Nevadas en Bolivia: consejos para proteger a tu mascota del frío


Las bajas temperaturas pueden afectar especialmente a perros y gatos más sensibles. Estas son algunas recomendaciones para evitar complicaciones.

Fuente: Red Uno



Stefany Beatriz Guzmán Nuñez

El frío intenso puede afectar la salud de perros y gatos, especialmente en zonas de La Paz, Oruro, Potosí y Cochabamba, donde el Senamhi emitió una alerta naranja por intensas nevadas.

=> Recibir por Whatsapp las noticias destacadas

Ante estas condiciones, es importante tomar algunas precauciones para proteger a las mascotas de las bajas temperaturas y evitar problemas como hipotermia, irritaciones en las patas o molestias articulares.

Los especialistas recomiendan reducir el tiempo de exposición al frío y prestar atención a cualquier cambio en el comportamiento de las mascotas. Los cachorros, animales adultos mayores, razas pequeñas o de pelo corto y aquellos que tienen enfermedades crónicas son más sensibles a las bajas temperaturas.

Durante los paseos, es aconsejable evitar superficies con hielo y zonas donde se hayan utilizado sal u otros productos para descongelar. La nieve también puede acumularse entre los dedos de las patas y provocar molestias, por lo que es importante revisar las almohadillas al regresar a casa.

Una de las principales recomendaciones es secar bien al animal después de estar en contacto con nieve o humedad. También se pueden lavar sus patas con agua tibia y secarlas cuidadosamente, especialmente entre los dedos. En algunos casos, los botines pueden ayudar a proteger las almohadillas, siempre que la mascota los tolere.

Los perros pequeños y de pelo corto pueden necesitar un abrigo durante las salidas. Lo recomendable es utilizar prendas que cubran especialmente el pecho y el abdomen, sin impedir sus movimientos.

Además, es importante observar señales como temblores, apatía, postura encogida, rigidez al caminar o levantar repetidamente las patas. Estos síntomas pueden indicar que la mascota está teniendo dificultades para soportar el frío y requieren reducir su exposición.

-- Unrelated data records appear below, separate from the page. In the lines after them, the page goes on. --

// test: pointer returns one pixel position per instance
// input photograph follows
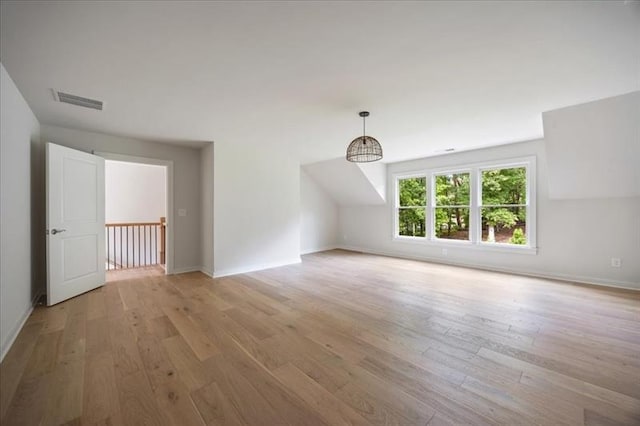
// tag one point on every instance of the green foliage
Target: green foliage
(411, 222)
(504, 186)
(452, 190)
(413, 193)
(518, 237)
(500, 217)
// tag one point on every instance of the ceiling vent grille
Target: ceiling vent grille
(77, 100)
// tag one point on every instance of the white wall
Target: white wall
(256, 208)
(590, 146)
(318, 217)
(134, 192)
(576, 238)
(206, 197)
(19, 136)
(186, 182)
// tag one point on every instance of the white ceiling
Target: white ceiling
(295, 74)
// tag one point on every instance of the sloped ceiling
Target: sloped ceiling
(347, 183)
(434, 75)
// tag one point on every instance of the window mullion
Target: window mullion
(475, 227)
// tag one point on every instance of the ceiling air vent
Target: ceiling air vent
(77, 100)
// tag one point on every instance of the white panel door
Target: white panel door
(75, 223)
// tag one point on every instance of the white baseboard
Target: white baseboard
(317, 249)
(186, 270)
(17, 328)
(627, 285)
(255, 267)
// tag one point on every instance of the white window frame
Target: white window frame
(432, 216)
(475, 215)
(397, 207)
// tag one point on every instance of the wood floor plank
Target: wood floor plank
(176, 404)
(45, 354)
(63, 407)
(101, 398)
(193, 373)
(342, 338)
(15, 362)
(215, 408)
(137, 401)
(330, 408)
(198, 341)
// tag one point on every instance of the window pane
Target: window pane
(504, 186)
(452, 223)
(413, 192)
(506, 225)
(452, 190)
(411, 222)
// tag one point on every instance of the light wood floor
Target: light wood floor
(342, 338)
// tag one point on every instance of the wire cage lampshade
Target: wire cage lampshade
(364, 149)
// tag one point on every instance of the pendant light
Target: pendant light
(364, 149)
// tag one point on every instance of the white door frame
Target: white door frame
(168, 187)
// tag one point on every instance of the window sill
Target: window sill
(468, 245)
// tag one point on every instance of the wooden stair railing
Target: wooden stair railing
(135, 244)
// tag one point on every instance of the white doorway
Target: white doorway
(138, 222)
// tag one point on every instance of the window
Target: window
(452, 206)
(504, 205)
(488, 205)
(411, 206)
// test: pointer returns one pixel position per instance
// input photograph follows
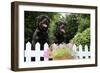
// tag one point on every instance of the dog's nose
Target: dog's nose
(44, 25)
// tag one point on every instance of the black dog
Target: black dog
(40, 35)
(60, 33)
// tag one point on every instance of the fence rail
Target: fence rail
(79, 52)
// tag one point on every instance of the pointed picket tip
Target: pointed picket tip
(74, 47)
(46, 46)
(86, 47)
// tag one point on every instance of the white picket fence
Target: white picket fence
(37, 53)
(81, 52)
(78, 52)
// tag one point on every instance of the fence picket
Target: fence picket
(78, 52)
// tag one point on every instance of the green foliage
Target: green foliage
(82, 38)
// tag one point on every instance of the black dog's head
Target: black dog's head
(60, 30)
(42, 21)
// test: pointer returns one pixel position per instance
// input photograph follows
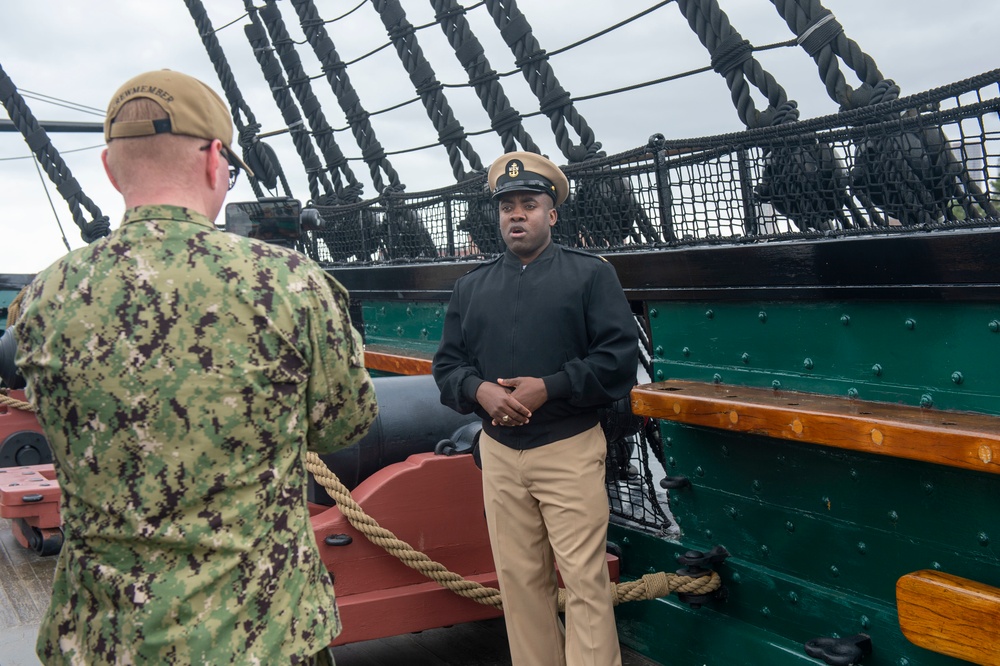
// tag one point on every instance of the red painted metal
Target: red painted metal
(435, 504)
(29, 496)
(432, 502)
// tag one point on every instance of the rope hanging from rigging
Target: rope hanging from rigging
(806, 182)
(350, 103)
(260, 156)
(553, 100)
(336, 163)
(256, 35)
(451, 134)
(912, 176)
(48, 157)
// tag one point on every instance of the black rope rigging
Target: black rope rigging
(912, 176)
(732, 57)
(504, 119)
(271, 69)
(258, 155)
(336, 163)
(553, 100)
(823, 38)
(806, 181)
(336, 73)
(451, 134)
(48, 157)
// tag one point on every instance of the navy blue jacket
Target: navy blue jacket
(563, 318)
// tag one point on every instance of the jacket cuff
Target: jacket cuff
(557, 386)
(470, 385)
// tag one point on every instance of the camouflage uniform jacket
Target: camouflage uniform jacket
(180, 373)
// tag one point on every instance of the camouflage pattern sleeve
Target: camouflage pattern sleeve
(340, 395)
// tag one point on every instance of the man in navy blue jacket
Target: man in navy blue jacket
(536, 342)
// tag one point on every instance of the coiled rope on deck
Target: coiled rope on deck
(650, 586)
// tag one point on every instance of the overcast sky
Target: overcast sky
(82, 51)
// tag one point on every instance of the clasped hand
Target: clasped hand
(511, 401)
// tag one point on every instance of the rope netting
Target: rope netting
(924, 162)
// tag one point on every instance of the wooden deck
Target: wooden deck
(26, 580)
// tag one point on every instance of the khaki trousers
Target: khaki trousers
(548, 506)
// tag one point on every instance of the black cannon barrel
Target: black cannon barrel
(411, 419)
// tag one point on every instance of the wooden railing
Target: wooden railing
(956, 439)
(396, 361)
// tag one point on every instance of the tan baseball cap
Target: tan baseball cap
(193, 109)
(522, 171)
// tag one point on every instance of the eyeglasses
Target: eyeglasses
(234, 168)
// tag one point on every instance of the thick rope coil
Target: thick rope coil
(650, 586)
(7, 401)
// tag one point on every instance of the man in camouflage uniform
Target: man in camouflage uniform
(180, 373)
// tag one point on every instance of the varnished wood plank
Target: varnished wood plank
(956, 439)
(396, 361)
(950, 615)
(25, 581)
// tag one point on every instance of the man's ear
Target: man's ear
(107, 170)
(212, 167)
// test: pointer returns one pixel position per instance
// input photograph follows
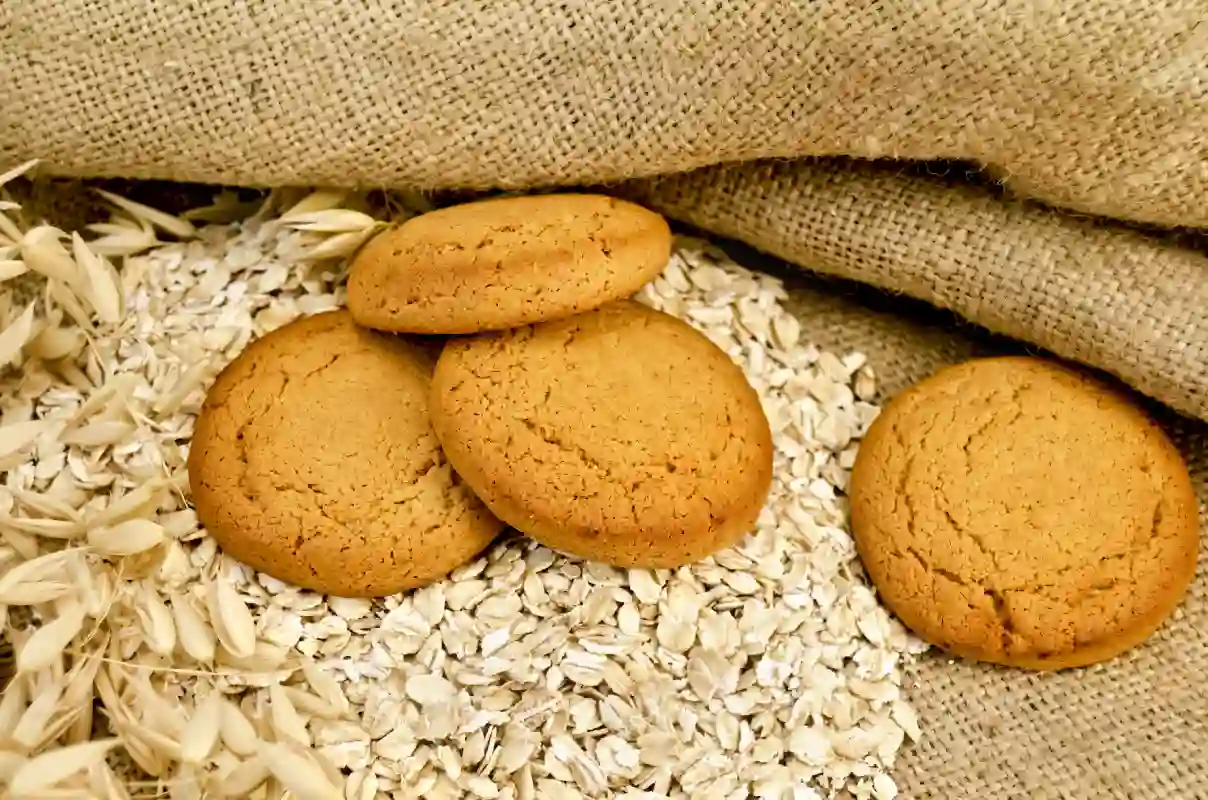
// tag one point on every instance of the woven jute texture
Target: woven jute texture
(1134, 728)
(1092, 105)
(1097, 105)
(1131, 303)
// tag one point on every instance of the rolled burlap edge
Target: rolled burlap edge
(1092, 291)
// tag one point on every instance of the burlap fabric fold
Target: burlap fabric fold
(1132, 729)
(1097, 105)
(1127, 302)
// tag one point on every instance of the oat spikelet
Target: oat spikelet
(297, 774)
(237, 732)
(236, 629)
(244, 778)
(326, 687)
(195, 636)
(157, 624)
(33, 723)
(126, 538)
(286, 722)
(168, 222)
(16, 336)
(317, 201)
(46, 645)
(46, 770)
(104, 285)
(202, 731)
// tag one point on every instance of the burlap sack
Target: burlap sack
(1132, 729)
(1098, 105)
(1126, 302)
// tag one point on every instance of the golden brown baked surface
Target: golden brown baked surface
(314, 461)
(621, 435)
(1016, 511)
(506, 262)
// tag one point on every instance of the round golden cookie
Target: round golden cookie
(505, 262)
(1016, 511)
(621, 435)
(314, 461)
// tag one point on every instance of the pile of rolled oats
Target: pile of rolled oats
(149, 665)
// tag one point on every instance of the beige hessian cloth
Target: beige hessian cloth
(1132, 729)
(1098, 106)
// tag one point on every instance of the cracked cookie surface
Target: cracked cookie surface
(1017, 511)
(314, 461)
(621, 435)
(505, 262)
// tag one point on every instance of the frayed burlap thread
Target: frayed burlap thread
(1095, 105)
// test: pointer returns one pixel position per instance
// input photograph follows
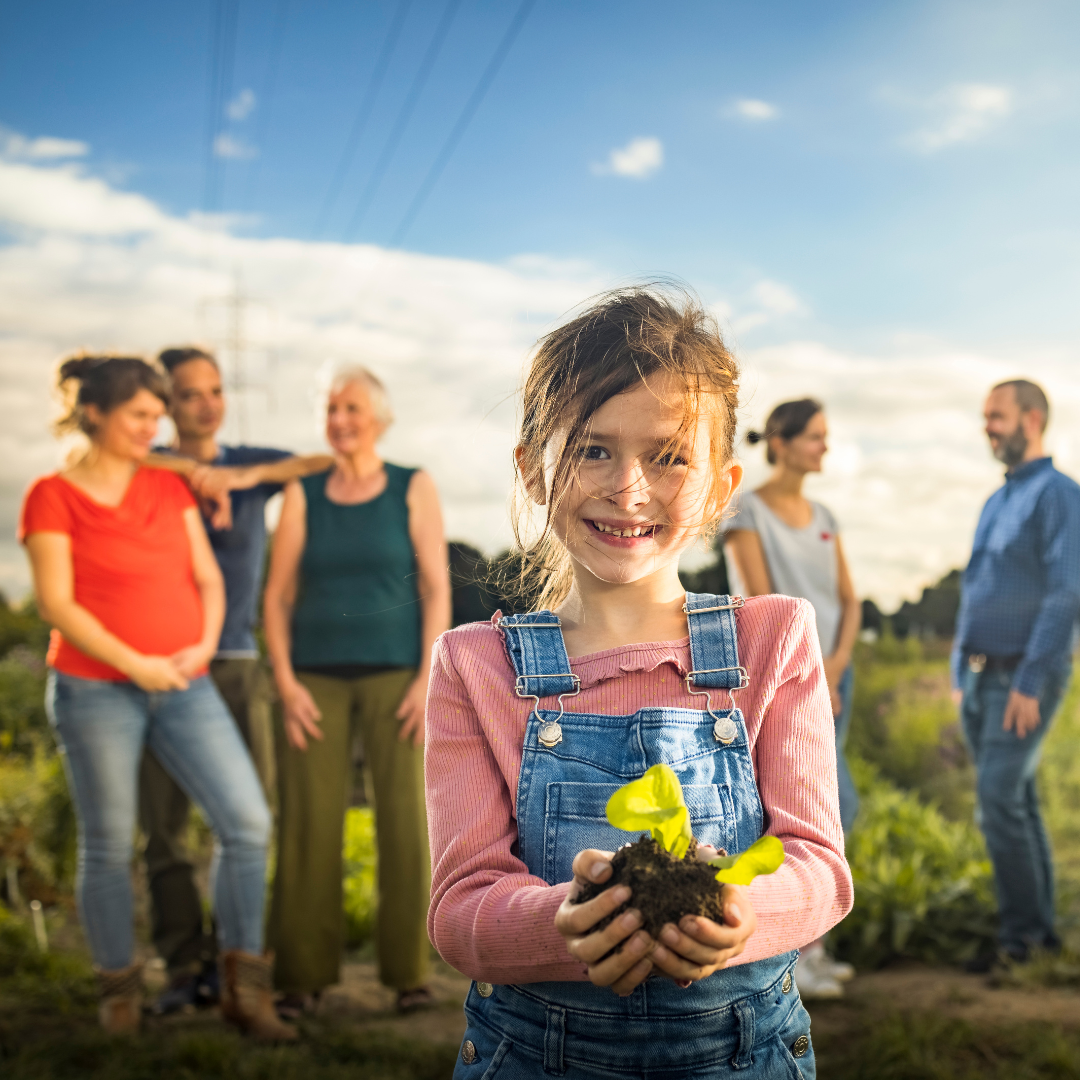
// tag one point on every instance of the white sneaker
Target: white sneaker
(814, 983)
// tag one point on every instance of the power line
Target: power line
(223, 54)
(269, 85)
(403, 117)
(363, 115)
(467, 113)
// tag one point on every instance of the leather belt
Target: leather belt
(981, 662)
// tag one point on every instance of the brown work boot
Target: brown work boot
(247, 997)
(120, 993)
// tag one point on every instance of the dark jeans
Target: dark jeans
(849, 797)
(177, 926)
(1009, 806)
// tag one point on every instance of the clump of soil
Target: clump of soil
(662, 887)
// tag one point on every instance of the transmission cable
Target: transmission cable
(269, 85)
(223, 53)
(403, 117)
(363, 115)
(463, 120)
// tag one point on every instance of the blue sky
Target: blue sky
(877, 200)
(832, 196)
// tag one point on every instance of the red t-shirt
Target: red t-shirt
(132, 565)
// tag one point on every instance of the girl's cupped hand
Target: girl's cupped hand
(699, 946)
(630, 964)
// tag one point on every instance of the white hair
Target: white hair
(356, 373)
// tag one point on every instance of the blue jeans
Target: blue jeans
(102, 728)
(849, 797)
(1009, 806)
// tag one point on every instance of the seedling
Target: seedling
(665, 877)
(656, 802)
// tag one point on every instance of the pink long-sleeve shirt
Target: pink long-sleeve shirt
(491, 919)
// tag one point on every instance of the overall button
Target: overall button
(725, 730)
(551, 733)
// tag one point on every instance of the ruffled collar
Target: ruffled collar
(595, 667)
(645, 657)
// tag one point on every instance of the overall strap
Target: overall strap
(714, 650)
(538, 652)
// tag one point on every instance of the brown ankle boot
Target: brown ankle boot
(120, 993)
(247, 997)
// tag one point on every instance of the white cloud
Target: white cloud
(242, 106)
(639, 158)
(227, 146)
(85, 265)
(961, 113)
(89, 266)
(767, 301)
(43, 148)
(754, 109)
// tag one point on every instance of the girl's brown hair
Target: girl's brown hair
(104, 382)
(622, 339)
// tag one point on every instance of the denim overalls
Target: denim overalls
(744, 1022)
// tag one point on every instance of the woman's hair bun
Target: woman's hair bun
(79, 367)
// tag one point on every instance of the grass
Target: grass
(921, 1045)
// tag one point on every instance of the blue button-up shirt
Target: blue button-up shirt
(1021, 592)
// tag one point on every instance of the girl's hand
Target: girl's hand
(699, 946)
(193, 659)
(412, 710)
(301, 715)
(630, 966)
(157, 674)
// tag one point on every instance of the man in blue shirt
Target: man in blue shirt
(239, 480)
(1011, 657)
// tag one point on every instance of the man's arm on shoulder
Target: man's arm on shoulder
(284, 470)
(185, 467)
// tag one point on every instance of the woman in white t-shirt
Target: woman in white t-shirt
(781, 541)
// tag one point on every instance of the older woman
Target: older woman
(358, 592)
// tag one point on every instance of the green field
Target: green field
(923, 903)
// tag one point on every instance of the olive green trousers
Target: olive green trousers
(307, 926)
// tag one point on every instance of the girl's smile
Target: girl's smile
(637, 496)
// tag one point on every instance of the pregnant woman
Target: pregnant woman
(124, 572)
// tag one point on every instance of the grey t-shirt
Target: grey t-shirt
(800, 562)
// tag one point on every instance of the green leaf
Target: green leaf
(653, 802)
(763, 856)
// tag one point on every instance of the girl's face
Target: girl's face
(130, 429)
(804, 453)
(635, 503)
(351, 423)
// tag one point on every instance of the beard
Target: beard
(1010, 449)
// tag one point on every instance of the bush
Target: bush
(37, 825)
(923, 885)
(904, 723)
(360, 875)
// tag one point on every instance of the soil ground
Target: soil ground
(910, 1023)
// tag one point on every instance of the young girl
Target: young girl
(626, 448)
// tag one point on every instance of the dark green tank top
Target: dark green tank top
(358, 602)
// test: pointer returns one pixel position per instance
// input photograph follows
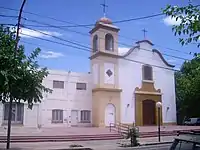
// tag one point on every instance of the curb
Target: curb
(157, 143)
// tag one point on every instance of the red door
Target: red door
(149, 112)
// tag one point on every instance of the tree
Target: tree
(187, 89)
(189, 27)
(20, 75)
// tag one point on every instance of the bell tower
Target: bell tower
(104, 68)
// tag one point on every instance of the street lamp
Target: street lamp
(159, 105)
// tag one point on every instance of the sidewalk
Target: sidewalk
(96, 145)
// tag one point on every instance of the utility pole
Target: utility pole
(15, 52)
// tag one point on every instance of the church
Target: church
(121, 88)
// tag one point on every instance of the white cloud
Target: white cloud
(170, 21)
(51, 54)
(25, 32)
(123, 50)
(171, 60)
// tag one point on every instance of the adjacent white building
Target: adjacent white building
(120, 88)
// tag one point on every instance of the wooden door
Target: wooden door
(149, 112)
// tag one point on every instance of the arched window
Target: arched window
(147, 72)
(95, 43)
(109, 42)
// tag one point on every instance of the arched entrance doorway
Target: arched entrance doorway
(149, 112)
(110, 114)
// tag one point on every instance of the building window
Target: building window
(57, 116)
(17, 113)
(95, 43)
(81, 86)
(58, 84)
(109, 42)
(85, 116)
(147, 72)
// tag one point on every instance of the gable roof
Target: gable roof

Si presenta debilidad marcada, desorientación, respiración lenta, dificultad para mantenerse de pie o está muy fría al tacto, podría tratarse de hipotermia. En ese caso, debe llevarse a un lugar seco y templado, secarse si está mojada y cubrirse con mantas, evitando aplicar calor directo o demasiado intenso.

La alimentación tampoco debe modificarse automáticamente por la llegada del frío. En animales que permanecen dentro de casa, generalmente no es necesario aumentar las calorías. En cambio, las mascotas que pasan muchas horas al exterior pueden tener mayores requerimientos energéticos, algo que debe ser evaluado por un veterinario.

Finalmente, aunque los animales pueden beber menos durante el invierno, es importante mantener siempre agua limpia y renovarla con frecuencia. Ante cualquier cambio que genere preocupación, especialmente durante los días de temperaturas extremas o nevadas, se recomienda acudir a un veterinario.